Additionally, agentic AI automates or optimizes many processes that were beyond the reach of traditional automation because they required judgment or adaptation. This opens the door to redesigning workflows and exploring new service models that use autonomous agents to better compete in the market.

Applications of agentic AI

Because it autonomously handles decisions and adapts to change, agentic AI has a broad range of applications across industries. Below are some examples:

Customer service and support

One of the most visible use cases is in customer engagement. Agentic AI–powered virtual assistants and chatbots manage customer inquiries, troubleshoot problems, and execute service requests without human intervention. These agents maintain context over long conversations, personalize their responses, and escalate to human agents when necessary. 

For example, a banking virtual agent could guide a customer through securing a loan, or an e-commerce AI assistant might handle returns and refunds autonomously. By operating continuously and learning from each interaction, such AI agents reduce wait times and improve service quality for customers. They effectively act as tireless customer support reps that adapt to each customer’s needs.

Supply chain and logistics

In industries where timing and efficiency are important, agentic AI optimizes operations in real time.

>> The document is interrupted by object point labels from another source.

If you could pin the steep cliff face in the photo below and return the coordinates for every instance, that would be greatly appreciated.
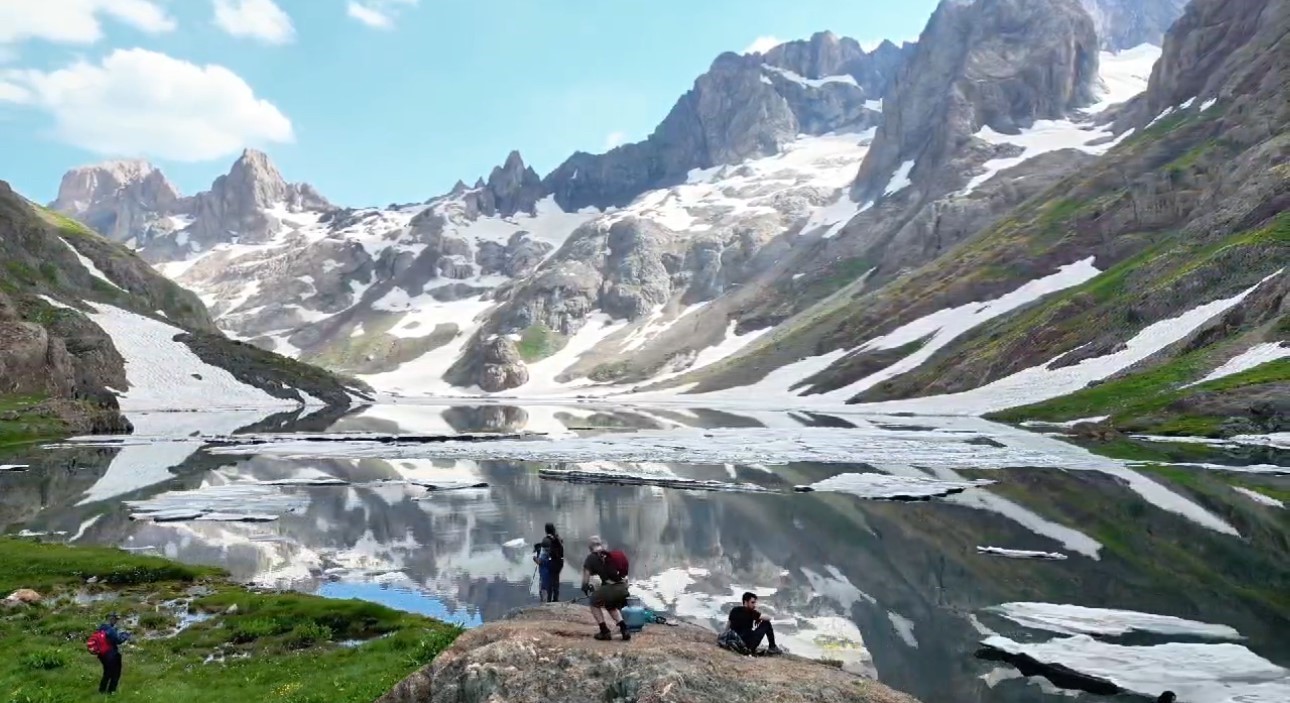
(123, 200)
(742, 107)
(133, 203)
(1126, 23)
(997, 63)
(883, 217)
(1179, 231)
(84, 321)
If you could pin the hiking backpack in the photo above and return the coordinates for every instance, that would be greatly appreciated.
(97, 644)
(617, 563)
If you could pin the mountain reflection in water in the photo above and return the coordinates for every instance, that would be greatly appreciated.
(889, 587)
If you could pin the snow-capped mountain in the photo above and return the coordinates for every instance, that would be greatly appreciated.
(817, 219)
(88, 332)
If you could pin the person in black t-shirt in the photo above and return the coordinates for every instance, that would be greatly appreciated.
(548, 555)
(751, 626)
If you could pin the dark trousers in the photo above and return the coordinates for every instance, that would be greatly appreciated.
(554, 583)
(111, 671)
(754, 636)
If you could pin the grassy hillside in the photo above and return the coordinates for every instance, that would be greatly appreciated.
(195, 635)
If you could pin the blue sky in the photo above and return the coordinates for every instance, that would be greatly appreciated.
(372, 101)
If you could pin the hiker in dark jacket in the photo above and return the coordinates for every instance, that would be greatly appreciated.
(610, 596)
(550, 556)
(111, 659)
(752, 626)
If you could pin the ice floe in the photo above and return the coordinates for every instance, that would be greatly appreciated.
(1077, 619)
(1021, 554)
(1197, 672)
(769, 446)
(892, 488)
(903, 628)
(635, 477)
(228, 502)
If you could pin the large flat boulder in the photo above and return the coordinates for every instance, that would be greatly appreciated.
(546, 654)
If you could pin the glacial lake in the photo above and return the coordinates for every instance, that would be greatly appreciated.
(703, 501)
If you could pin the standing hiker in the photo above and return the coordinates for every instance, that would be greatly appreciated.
(612, 595)
(106, 644)
(550, 556)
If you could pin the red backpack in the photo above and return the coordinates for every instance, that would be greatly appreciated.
(98, 644)
(617, 561)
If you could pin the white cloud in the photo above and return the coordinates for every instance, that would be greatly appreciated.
(614, 139)
(261, 19)
(145, 103)
(378, 14)
(76, 21)
(763, 44)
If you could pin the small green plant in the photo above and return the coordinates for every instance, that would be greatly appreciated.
(44, 659)
(156, 621)
(307, 635)
(49, 271)
(428, 646)
(250, 630)
(538, 342)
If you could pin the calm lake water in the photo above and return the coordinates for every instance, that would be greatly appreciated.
(890, 588)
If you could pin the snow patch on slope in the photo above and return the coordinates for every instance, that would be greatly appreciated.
(167, 374)
(1040, 383)
(89, 266)
(1249, 359)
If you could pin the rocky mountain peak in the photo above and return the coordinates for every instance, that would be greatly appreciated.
(1126, 23)
(116, 198)
(254, 178)
(512, 187)
(999, 63)
(742, 107)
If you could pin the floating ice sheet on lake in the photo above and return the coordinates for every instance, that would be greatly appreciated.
(770, 446)
(1197, 672)
(1021, 554)
(630, 477)
(1077, 619)
(892, 488)
(228, 502)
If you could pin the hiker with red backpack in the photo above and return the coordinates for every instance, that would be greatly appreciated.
(105, 644)
(612, 595)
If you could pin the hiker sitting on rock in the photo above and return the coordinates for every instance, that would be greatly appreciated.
(752, 626)
(612, 595)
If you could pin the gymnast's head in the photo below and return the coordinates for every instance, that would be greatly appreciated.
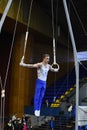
(46, 58)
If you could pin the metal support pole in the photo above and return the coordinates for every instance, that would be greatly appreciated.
(5, 14)
(75, 60)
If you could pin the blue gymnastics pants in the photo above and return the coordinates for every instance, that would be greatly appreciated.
(40, 88)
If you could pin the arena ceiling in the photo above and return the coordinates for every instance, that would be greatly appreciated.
(78, 15)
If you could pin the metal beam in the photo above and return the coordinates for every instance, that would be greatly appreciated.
(75, 60)
(5, 13)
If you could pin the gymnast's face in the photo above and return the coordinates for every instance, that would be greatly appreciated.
(46, 59)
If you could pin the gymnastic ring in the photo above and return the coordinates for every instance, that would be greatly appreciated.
(55, 66)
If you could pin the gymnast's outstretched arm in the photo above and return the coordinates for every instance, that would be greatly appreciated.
(53, 69)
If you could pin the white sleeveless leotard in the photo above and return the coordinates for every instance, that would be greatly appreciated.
(42, 72)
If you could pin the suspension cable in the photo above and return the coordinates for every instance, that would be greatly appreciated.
(54, 47)
(8, 65)
(27, 32)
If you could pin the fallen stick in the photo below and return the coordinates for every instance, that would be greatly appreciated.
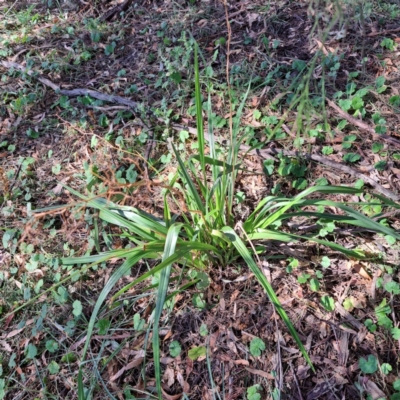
(362, 125)
(74, 92)
(265, 153)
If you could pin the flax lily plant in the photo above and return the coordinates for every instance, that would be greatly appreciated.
(207, 234)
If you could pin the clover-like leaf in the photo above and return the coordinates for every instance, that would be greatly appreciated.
(369, 366)
(195, 352)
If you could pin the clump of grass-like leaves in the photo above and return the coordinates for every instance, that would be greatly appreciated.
(205, 235)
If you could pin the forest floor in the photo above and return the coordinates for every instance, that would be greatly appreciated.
(322, 82)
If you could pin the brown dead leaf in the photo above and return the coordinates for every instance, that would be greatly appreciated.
(169, 376)
(241, 362)
(373, 390)
(263, 374)
(132, 364)
(169, 396)
(6, 346)
(359, 268)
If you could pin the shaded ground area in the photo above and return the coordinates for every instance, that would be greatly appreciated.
(292, 57)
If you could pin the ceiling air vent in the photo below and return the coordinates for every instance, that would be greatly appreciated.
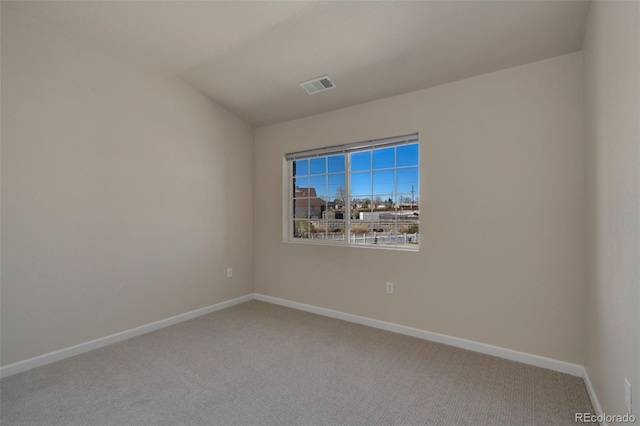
(319, 84)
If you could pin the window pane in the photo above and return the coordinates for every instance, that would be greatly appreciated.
(361, 161)
(336, 163)
(302, 228)
(382, 194)
(336, 187)
(361, 183)
(318, 165)
(384, 181)
(407, 155)
(301, 182)
(408, 180)
(318, 186)
(384, 158)
(301, 208)
(301, 167)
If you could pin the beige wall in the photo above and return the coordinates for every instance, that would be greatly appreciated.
(612, 135)
(502, 218)
(125, 194)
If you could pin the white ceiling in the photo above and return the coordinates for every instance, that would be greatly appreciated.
(250, 56)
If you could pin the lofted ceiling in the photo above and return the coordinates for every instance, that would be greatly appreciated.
(250, 56)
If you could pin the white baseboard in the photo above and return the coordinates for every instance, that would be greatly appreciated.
(61, 354)
(525, 358)
(592, 395)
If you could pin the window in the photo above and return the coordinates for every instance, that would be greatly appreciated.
(362, 194)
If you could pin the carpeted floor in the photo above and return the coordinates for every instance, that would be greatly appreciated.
(258, 363)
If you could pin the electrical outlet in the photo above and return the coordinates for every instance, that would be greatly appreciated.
(627, 395)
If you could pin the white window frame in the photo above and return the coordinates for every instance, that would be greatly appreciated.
(347, 149)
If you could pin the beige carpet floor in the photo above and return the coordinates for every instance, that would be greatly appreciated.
(262, 364)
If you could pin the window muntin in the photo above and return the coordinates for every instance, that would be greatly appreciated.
(362, 194)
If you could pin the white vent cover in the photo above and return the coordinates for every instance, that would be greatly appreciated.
(319, 84)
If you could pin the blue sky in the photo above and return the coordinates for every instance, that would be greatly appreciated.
(372, 173)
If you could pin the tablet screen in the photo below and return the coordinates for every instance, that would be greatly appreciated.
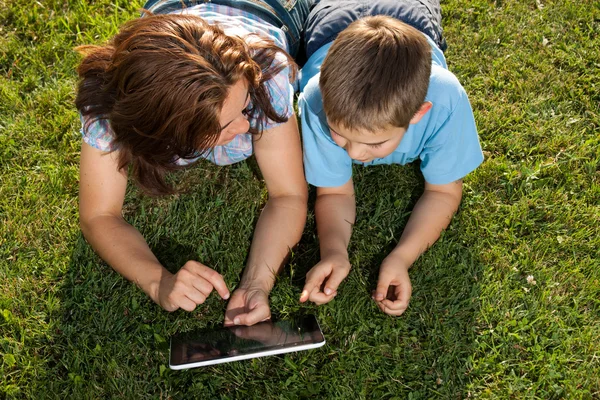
(236, 341)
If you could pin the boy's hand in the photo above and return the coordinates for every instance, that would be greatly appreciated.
(189, 287)
(324, 278)
(393, 287)
(247, 307)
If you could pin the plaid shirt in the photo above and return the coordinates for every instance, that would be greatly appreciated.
(98, 133)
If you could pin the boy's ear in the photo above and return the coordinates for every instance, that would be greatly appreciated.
(425, 107)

Logistics agents analyze large volumes of data, such as tracking shipments, traffic conditions, inventory levels, and demand forecasts, and then decide to route deliveries or adjust inventory allocations on the fly. 

For instance, if an unexpected delay occurs at a shipping port, an autonomous supply chain agent could proactively reroute trucks or find alternate suppliers to prevent running out of stock. These agents continuously re-optimize routes and schedules as new data comes in, improving reliability and reducing costs. As Harvard Business Review noted, an AI supply-chain specialist could dynamically optimize inventories in response to real-time demand fluctuations, something that traditionally required teams of humans to manage. Agentic AI helps make supply chains more responsive and resilient.

Finance and trading

Financial services benefit from agentic AI through intelligent agents that monitor market conditions, execute trades, and manage portfolios. An autonomous trading agent makes split-second decisions based on streaming market data, taking advantage of opportunities or hedging risks much faster than a human trader could. Similarly, agents in personal finance apps might analyze a user’s income and spending patterns to adjust budgets or recommend investments autonomously. In banking, agentic AI could underwrite loans by evaluating risk factors from vast data sources, all while adapting to new regulatory rules or economic changes. By taking advantage of real-time data analysis and predefined risk constraints, these AI agents aim to improve returns and reduce human error in financial decision-making. They effectively act as diligent financial analysts working around the clock.

Software development and IT automation

Agentic AI is also helping in IT operations and coding. Consider them as AI software engineers who go beyond code completion suggestions. Given a description of a desired program, an agentic AI could plan out the modules needed, write the code for each component, test it, and iterate until it meets the requirements. Early versions of this are seen in experimental tools that build simple applications or solve coding challenges autonomously. Likewise, in IT support, an AI agent could monitor systems, diagnose issues, and apply fixes such as restarting services or patching configurations on its own. 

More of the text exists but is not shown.